You don’t need to hold a meeting after every customer observation activity. Instead, add your notes and recordings to a shared resource, like customer interaction management software, Google Docs or a spreadsheet. Then, users can access insights as and when they need them.

5. Act on your findings

Customer observation is only valuable if you apply its insights effectively. Implement changes based on your findings to address pain points and seize opportunities.

Regular in-person (or video) meetings are helpful. They give your team and others a chance to contribute ideas for improvements based on your latest findings. Keep these ideation sessions informal to ensure everyone feels comfortable contributing – the more suggestions, the better.

Actively apply insights to enhance your products or services and demonstrate to customers that you value their views. If you make any changes based on review trends, social media monitoring or direct feedback, publicize the reasons to help build trust, loyalty and advocacy.

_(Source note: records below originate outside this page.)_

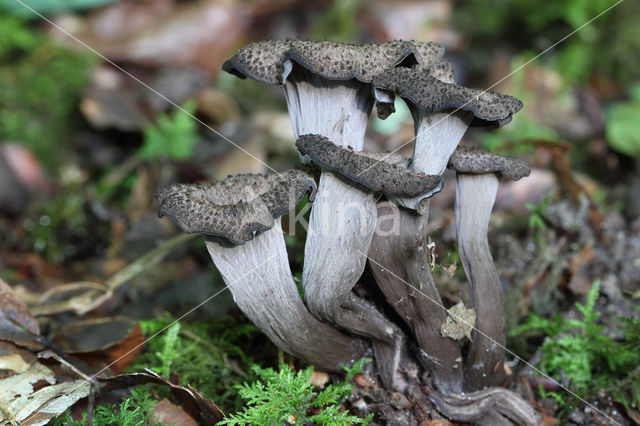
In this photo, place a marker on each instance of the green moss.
(132, 411)
(207, 356)
(591, 360)
(286, 397)
(40, 81)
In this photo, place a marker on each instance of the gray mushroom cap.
(433, 89)
(368, 170)
(473, 160)
(264, 61)
(234, 208)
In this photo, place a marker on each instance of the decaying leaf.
(102, 341)
(16, 323)
(190, 400)
(20, 402)
(459, 323)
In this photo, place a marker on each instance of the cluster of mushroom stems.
(365, 207)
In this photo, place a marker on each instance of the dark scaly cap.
(263, 61)
(368, 170)
(234, 208)
(433, 89)
(477, 161)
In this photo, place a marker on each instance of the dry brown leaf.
(21, 403)
(16, 323)
(459, 323)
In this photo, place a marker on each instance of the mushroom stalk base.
(258, 275)
(341, 226)
(475, 196)
(399, 255)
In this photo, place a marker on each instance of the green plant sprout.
(211, 359)
(286, 397)
(134, 410)
(578, 349)
(172, 136)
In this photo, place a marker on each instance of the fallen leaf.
(167, 413)
(21, 403)
(435, 422)
(113, 342)
(16, 323)
(365, 381)
(459, 323)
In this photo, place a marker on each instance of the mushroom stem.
(337, 109)
(475, 196)
(437, 137)
(343, 215)
(399, 256)
(258, 275)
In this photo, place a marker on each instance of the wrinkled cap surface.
(264, 61)
(371, 171)
(234, 208)
(477, 161)
(434, 90)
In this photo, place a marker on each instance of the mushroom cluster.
(330, 89)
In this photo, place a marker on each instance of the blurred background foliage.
(94, 144)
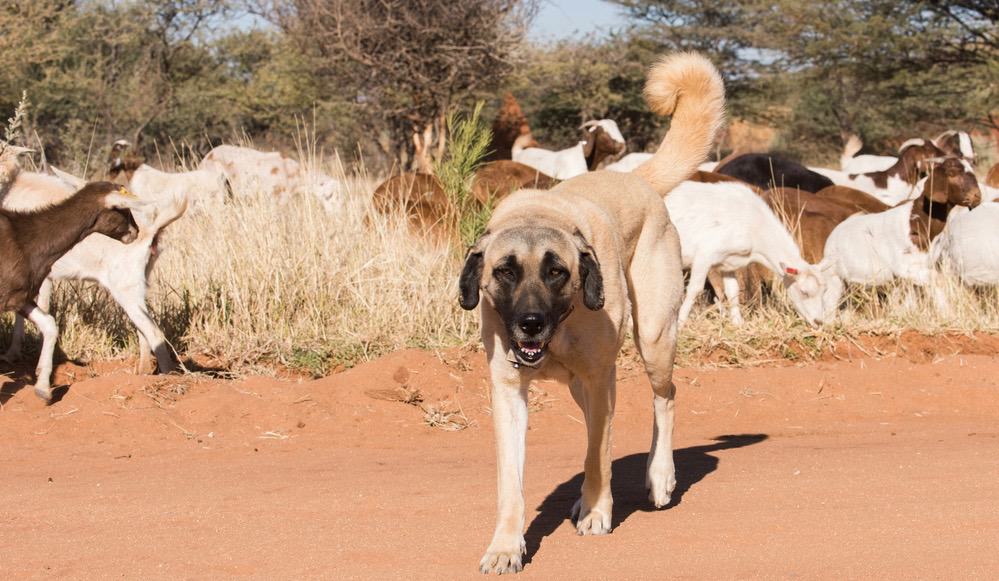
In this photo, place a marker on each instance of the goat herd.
(54, 226)
(875, 219)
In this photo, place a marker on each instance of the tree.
(818, 70)
(410, 61)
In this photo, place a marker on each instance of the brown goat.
(510, 123)
(423, 199)
(909, 166)
(950, 184)
(498, 179)
(30, 243)
(992, 178)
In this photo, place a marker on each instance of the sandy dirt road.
(850, 469)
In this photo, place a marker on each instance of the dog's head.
(532, 276)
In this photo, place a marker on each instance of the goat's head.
(523, 142)
(118, 149)
(120, 167)
(952, 182)
(806, 290)
(602, 140)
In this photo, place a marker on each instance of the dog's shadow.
(628, 486)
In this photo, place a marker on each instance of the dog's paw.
(503, 561)
(591, 521)
(661, 487)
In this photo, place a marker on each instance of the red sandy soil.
(856, 468)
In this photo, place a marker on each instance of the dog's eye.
(503, 272)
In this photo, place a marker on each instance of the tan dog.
(560, 272)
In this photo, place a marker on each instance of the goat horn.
(17, 149)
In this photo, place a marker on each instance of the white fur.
(858, 164)
(969, 245)
(562, 164)
(874, 249)
(200, 186)
(270, 173)
(629, 162)
(896, 192)
(120, 268)
(868, 163)
(727, 226)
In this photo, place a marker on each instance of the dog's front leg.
(593, 510)
(509, 404)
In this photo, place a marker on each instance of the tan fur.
(619, 219)
(696, 120)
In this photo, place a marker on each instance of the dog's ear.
(590, 275)
(471, 278)
(471, 275)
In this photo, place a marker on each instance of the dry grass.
(261, 285)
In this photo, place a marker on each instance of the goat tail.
(687, 86)
(851, 148)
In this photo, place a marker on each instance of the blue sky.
(563, 18)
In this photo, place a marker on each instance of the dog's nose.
(531, 323)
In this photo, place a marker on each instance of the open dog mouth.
(529, 351)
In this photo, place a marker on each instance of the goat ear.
(788, 270)
(590, 275)
(123, 199)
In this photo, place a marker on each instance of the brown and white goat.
(30, 243)
(873, 249)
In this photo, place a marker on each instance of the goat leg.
(50, 333)
(43, 301)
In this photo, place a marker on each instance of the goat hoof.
(44, 392)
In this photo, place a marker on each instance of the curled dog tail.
(687, 86)
(850, 150)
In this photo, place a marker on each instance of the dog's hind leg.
(656, 284)
(594, 508)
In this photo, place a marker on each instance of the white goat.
(629, 162)
(122, 269)
(851, 163)
(201, 186)
(561, 165)
(873, 249)
(272, 174)
(969, 245)
(956, 143)
(727, 226)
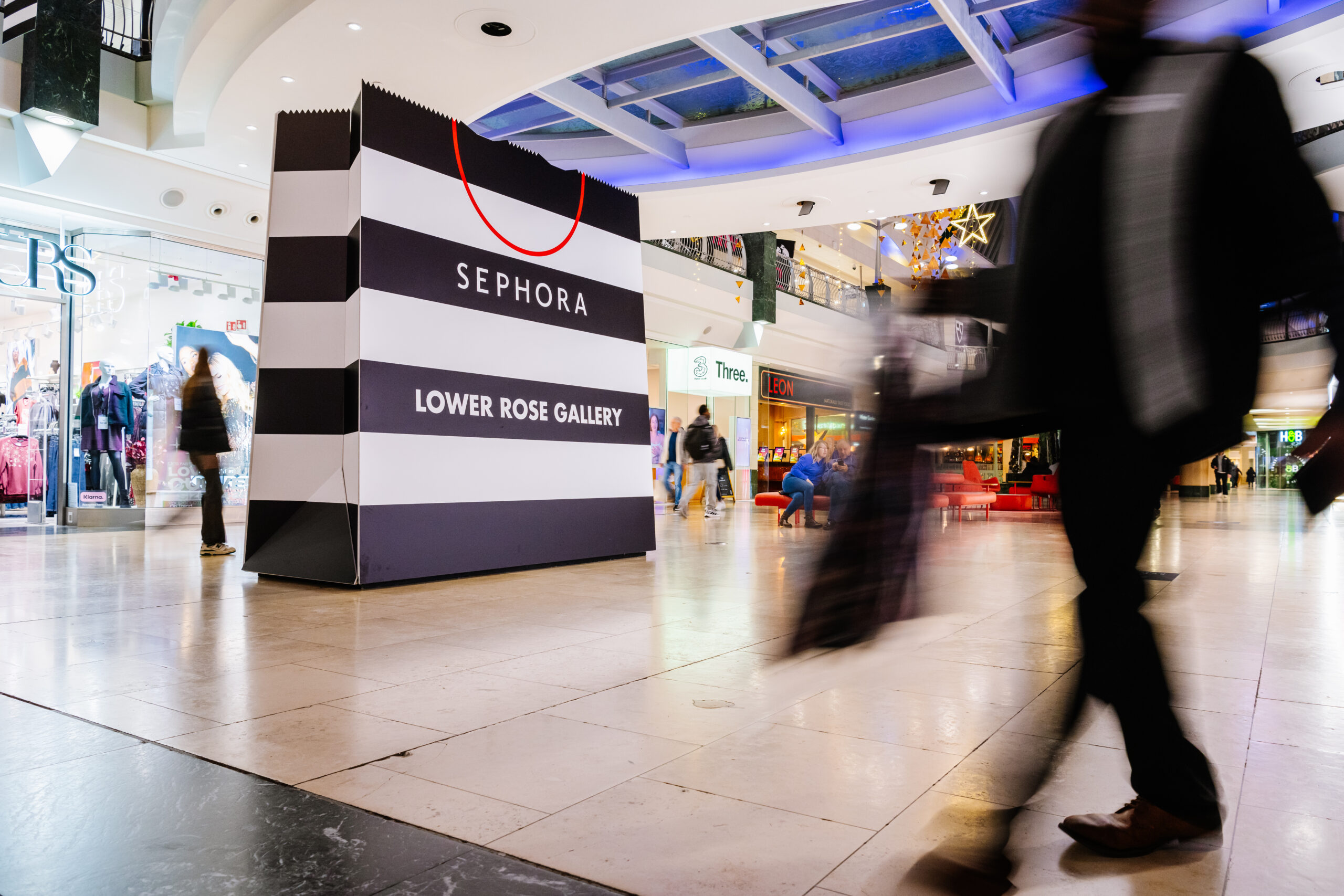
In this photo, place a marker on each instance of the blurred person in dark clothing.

6. Refine your customer observation tactics

Regularly assess your customer observation methods’ effectiveness and look out for new learning opportunities. As your business evolves, so do your customers’ behaviors. You must always be in the right places to collect valuable insights.

Social media offers many great examples of how customer behaviors can change. Ten years ago, TikTok didn’t exist but now it has more than 1 billion active users – that’s important for many e-commerce brands that observe their customers’ behavior online.

More recently, Threads rocketed in popularity. Consider whether that could be a useful place to learn about your customers. Comparing your company’s follower counts on different social platforms can help you determine the most popular channels for online observation. You can also ask customers about their preferences in surveys and interviews.


Final thoughts

Incorporating effective customer observation into your audience research processes is a powerful growth strategy, especially for small businesses. However, you’ll only benefit if you carefully manage, distribute and act on the data you collect.

Invest in a CRM tool or client interaction management software to store and organize all your customer insights. Then, users from all teams can make informed decisions that lead to better customer experiences across the buyer journey.